Anvil (pt 1): Back after being ‘ripped off and left for dead’by Talk Rock To Me on Apr 29, 2011 • 9:29 AM No Comments
Back in the 80’s, Toronto band Anvil was a leader on the metal scene, influencing the likes of Metallica, Motorhead and Slayer. Their 1982 album Metal on Metal became an instant classic yet, somehow, the band failed to reach the level of fame they seemed destined for. In 2008, having fallen into obscurity, an award-winning documentary, Anvil! The Story of Anvil, revealed that the band, led by Steve ‘Lips’ Kudlow and Robb Reiner, were still, decades later, doggedly fighting for recognition. Kudlow talks about the fortuitous timing of the film, and how it helped lift Anvil to new heights, bestowing the band with revitalized respect and giving them a fresh start.
Why didn’t Anvil achieve the success so many felt it deserved?
It’s all about representation – and the person representing us didn’t do anything. You’re not going to get gigs unless you have a manager who has clout to manage your affairs. When the guy looking after us didn’t care anymore, everything went away.
Was Anvil “ripped off and left for dead” as Slash (of Guns N’ Roses) claimed in the film?
That’s exactly what happened. [The industry] threw us off the ship into a little lifeboat and left it to us to try and get back to land. Finally, it was a fan that came along and saved us – not somebody from the music business – but a fan.
And that’s how the movie came about.
That’s right. [Sacha Gervasi] was a fan we’d met in 1982 when he was 15 years old. We took him on the road with us and became really good friends. He grew up to be a screenwriter for Steven Spielberg and got back in touch in 2005.
Did you have reservations at first?
As soon as he told me what he wanted to do, I realized that my 30 years in that little lifeboat was over. It completely validated all of it and made it worth going through.
The film validated Anvil?
Probably. Yeah. All I know is that everyone from Paul McCartney to the band down at the local pub respects me having seen this movie. That’s something you can’t buy.
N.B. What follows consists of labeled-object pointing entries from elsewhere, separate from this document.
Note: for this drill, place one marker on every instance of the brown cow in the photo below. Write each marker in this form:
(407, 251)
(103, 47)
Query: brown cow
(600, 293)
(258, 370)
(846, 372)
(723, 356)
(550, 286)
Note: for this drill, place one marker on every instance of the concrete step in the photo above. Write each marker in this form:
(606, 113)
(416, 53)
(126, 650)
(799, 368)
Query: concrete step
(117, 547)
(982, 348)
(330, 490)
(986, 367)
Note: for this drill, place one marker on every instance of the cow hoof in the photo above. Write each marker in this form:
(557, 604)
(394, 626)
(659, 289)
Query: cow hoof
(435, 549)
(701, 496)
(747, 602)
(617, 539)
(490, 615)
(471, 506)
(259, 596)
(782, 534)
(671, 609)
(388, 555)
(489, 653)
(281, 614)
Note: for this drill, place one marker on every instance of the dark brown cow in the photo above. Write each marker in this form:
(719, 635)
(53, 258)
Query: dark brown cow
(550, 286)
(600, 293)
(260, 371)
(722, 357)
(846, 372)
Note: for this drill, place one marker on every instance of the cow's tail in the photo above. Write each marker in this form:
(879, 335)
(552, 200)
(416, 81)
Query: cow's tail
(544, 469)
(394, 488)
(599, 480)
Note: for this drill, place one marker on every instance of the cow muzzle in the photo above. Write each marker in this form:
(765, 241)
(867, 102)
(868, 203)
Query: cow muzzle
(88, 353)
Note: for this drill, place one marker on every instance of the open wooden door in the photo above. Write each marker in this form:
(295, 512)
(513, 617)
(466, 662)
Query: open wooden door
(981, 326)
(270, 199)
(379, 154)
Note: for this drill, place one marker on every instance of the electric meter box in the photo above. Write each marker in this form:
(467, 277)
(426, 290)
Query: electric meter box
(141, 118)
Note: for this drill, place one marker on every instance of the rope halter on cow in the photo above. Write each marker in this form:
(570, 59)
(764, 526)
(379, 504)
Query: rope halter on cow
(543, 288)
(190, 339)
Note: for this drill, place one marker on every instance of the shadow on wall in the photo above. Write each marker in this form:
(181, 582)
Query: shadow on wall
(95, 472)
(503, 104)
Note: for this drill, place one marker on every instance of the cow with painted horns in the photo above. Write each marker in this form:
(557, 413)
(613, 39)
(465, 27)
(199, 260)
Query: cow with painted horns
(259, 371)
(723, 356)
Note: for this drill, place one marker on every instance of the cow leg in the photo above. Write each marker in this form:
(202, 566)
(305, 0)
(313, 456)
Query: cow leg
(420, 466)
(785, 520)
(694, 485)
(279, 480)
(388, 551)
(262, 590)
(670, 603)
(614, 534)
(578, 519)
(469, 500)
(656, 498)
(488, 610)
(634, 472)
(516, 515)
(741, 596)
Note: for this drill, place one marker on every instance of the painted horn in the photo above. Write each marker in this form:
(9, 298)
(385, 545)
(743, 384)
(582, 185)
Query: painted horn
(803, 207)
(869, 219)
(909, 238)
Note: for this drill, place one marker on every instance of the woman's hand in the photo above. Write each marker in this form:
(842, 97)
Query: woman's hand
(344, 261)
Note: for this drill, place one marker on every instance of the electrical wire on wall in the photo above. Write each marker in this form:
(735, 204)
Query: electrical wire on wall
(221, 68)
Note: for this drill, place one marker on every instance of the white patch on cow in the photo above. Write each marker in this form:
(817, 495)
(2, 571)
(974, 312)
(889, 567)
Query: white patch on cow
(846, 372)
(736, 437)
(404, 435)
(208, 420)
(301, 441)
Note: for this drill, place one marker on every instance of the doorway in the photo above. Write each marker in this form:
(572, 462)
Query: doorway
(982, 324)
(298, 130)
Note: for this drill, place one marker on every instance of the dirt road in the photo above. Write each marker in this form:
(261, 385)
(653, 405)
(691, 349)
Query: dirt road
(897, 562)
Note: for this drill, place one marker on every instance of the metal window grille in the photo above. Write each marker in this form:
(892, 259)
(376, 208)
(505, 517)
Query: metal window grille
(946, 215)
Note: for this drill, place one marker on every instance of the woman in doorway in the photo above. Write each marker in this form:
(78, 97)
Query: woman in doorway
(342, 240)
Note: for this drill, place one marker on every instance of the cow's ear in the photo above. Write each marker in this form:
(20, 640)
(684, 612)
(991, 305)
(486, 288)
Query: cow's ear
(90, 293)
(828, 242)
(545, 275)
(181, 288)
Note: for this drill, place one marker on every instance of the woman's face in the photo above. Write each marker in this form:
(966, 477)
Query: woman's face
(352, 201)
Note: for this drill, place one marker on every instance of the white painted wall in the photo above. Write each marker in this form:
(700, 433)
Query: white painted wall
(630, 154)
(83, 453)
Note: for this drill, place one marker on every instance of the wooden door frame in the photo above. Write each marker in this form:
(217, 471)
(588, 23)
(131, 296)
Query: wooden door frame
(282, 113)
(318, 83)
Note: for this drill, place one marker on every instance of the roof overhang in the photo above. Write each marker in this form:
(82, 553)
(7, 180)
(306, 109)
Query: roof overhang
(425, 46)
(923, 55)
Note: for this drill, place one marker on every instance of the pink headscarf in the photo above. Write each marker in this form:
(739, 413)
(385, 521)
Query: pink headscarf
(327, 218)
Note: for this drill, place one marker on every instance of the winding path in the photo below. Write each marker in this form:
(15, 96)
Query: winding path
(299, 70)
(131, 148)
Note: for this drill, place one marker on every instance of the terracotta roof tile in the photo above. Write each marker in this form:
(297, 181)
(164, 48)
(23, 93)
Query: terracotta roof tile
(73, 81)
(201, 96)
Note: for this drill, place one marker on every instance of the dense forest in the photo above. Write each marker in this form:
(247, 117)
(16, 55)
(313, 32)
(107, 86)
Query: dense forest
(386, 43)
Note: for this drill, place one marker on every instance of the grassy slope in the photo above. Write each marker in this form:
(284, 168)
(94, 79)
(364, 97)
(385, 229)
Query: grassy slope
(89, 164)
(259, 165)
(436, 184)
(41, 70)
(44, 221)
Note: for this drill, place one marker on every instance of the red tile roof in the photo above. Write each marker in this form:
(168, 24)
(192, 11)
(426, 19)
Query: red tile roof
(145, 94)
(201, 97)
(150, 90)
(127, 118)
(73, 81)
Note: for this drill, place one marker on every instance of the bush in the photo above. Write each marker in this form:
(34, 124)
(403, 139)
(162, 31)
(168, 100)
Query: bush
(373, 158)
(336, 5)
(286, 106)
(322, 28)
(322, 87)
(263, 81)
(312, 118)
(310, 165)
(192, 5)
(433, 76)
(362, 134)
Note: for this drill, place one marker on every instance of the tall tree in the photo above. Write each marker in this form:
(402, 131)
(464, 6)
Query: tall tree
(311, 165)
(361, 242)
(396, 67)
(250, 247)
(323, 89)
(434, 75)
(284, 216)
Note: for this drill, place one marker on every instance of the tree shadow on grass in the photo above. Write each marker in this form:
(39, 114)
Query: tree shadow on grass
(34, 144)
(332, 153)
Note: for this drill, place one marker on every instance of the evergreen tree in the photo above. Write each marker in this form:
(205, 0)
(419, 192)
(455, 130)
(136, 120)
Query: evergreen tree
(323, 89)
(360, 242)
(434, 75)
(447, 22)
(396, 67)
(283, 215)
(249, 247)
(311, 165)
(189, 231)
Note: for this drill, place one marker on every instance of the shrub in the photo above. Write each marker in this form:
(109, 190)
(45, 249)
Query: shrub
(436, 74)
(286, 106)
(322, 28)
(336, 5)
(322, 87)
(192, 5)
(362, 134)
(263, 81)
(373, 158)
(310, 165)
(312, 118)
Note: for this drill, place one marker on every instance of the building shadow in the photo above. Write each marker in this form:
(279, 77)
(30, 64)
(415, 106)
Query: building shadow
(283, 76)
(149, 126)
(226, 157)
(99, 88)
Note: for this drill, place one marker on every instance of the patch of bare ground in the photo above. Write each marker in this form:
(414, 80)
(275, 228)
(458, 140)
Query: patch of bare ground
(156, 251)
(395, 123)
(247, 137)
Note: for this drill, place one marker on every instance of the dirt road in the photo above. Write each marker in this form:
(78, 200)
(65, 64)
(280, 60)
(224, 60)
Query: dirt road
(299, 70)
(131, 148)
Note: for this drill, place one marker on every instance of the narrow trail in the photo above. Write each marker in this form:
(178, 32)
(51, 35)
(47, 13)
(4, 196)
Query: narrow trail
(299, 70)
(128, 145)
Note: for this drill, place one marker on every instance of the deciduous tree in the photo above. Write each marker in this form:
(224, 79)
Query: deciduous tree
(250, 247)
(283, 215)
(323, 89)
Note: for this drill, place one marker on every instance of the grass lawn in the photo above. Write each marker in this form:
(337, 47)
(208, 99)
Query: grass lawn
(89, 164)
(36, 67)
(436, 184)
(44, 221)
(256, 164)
The film is so intimate. Is it difficult to watch?
It’s the most intense home video I’ve ever seen! I see myself from a completely different perspective now. It’s an out of body experience to watch it… it’s bizarre.
Did you learn anything about yourself?
You can’t change. You are who you are. Even if I try, I still end up being who I am.
But things changed for the band.
Well, we don’t have our day jobs anymore and that’s living the dream, isn’t it? For many years, I paid into Anvil in many ways; you can’t begin to start calculating. Even if I got paid two dollars an hour all those years, I’d be well beyond a millionaire right now.
This is the first time you’ve lived solely off Anvil?
Yes. Even in the early days, my ex-wife picked up a lot of the slack. I was on the road 40 weeks out of the year and didn’t make a lot. I made enough to look after myself while I was out there, and when I’d return I might be able to cough up a couple hundred bucks.
So you never experienced the rock and roll fantasy lifestyle?
No. I think that happens for very few, really. Look at Dee Snider (lead singer of Twisted Sister), for example. He made it and can do anything he wants and he chooses to be a radio DJ in New York. I’m saying to him, “My whole career, I wanted to do what you’re able to do and you prefer to be a DJ?” and he’s like, “Why should I drag my ass all over the world to make less than I’m making as a DJ? I have a family to raise and children that need me around.”
Fame doesn’t necessarily mean you’re set then.
Even the guys at the bigger levels have things to balance. You’ve still got a life to lead. You’re a human being with responsibilities and s— that you need to take care of. I think the movie exemplified that.
Tell me about how you supported yourself before the film happened.
I took a regular job at a catering company. People say, “Oh my god, that’s so terrible!” But what’s terrible? Making a living like everybody else? It didn’t pay the greatest and I worked half a day, but I was paying my bills and surviving. I could’ve maybe taken a better, full-time job, but then I wouldn’t have time for the band. I figured out a very comfortable balance.
You were doing what you had to do.
It seemed like a small price to pay for the enjoyment I get out of playing music. Some people say I’m crazy, but at least I can tell you that I’m fulfilled in my life and I’ve done what I wanted to do.